La critique
Dans une Belgique grisâtre, Lorna (Arta Dobroshi) partage sa vie avec Claudy (Jérémie Rénier), un junkie. Ce dernier passe son temps à promettre qu’il va arrêter de se droguer avant de replonger. Couple en crise ? Seulement en apparence : Lorna s’est mariée avec Claudy pour obtenir la nationalité belge. Elle ne l’a jamais aimé, ses sentiments sont réservés à Sokol, un petit escroc avec qui elle rêve de partager sa vie et d’acheter un snack. Sokol n’est jamais là, elle passe donc son temps à l’attendre et prépare un nouveau coup avec son associé Fabio. Ce dernier est en train de planifier un nouveau mariage pour Lorna, avec un russe désireux de devenir belge et prêt à payer une forte somme d’argent. Logiquement, il va alors falloir que Claudy disparaisse. Fabio et Lorna espèrent ainsi qu’à force de se droguer, le jeune homme fasse une overdose. Mais voilà que pour la première fois Claudy résiste à la tentation. Touchée par les efforts de son concubin, Lorna commence à regretter ses actes. Mais il est peut être déjà trop tard…
Il ne faut que quelques secondes pour se sentir à nouveau imprégné du cinéma social des Frères Dardenne. Réalisation sobre, réaliste, au plus près des personnages et de leur quotidien. Les réalisateurs ont décidément le sens du casting puisqu’ils révèlent, une fois de plus, une jeune actrice bourrée de talent : Arta Dobroshi. Grâce à elle , Lorna trouve toute sa dimension. Paradoxale, difficile à cerner, sensible et en même temps vénale…Le spectateur est pourtant rapidement tenté de s’attacher au personnage et de suivre passionnément son avancée vers le vide. Car, on le sait, les sadiques trouvent toujours leur bonheur dans un film signé Dardenne. C’est la qualité et le défaut principal de leur cinéma : un schéma qui fonctionne mais qui a tendance à se répéter. On sait ainsi ,de suite, que la route de Lorna sera semée d’embuches et qu’elle va s’en prendre plein la tronche. En ce sens , pour les connaisseurs, le scénario aussi habile soit-il manque un peu de surprises.

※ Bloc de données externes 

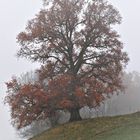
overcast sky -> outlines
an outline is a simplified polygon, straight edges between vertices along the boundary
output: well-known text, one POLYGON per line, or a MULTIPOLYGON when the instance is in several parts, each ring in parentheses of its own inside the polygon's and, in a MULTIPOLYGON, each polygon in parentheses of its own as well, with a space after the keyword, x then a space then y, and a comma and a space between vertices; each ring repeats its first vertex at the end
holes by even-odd
MULTIPOLYGON (((123 22, 117 30, 124 42, 125 50, 131 61, 128 71, 140 72, 140 1, 110 0, 120 11, 123 22)), ((0 139, 20 140, 10 125, 8 107, 3 105, 5 96, 4 82, 12 75, 33 70, 37 64, 15 57, 18 46, 17 34, 24 30, 27 21, 34 17, 41 7, 41 0, 0 0, 0 139)))

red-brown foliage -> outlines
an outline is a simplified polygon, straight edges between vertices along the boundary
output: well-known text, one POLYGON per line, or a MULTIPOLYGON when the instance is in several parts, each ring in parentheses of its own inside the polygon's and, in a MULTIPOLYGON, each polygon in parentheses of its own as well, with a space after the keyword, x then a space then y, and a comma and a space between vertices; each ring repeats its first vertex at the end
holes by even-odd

Mais bien que l’on connaisse les règles du jeu, ce nouveau long-métrage fonctionne de bout en bout. Détresse sociale qui pousse au pire, rédemption quasi-impossible et destins brisés : Le silence de Lorna est un film noir , plombant, mais auquel il est difficile de résister. Quand on s’engage dans des plans machiavéliques, il faut être sûr de ne pas laisser de place au cœur. Lorna, pas encore assez désillusionnée, va faire les frais de sa compassion et en être définitivement traumatisée. Casting parfait, réalisation aussi fluide que le scénario est brutal : Le silence de Lorna est un très bon moment de cinéma.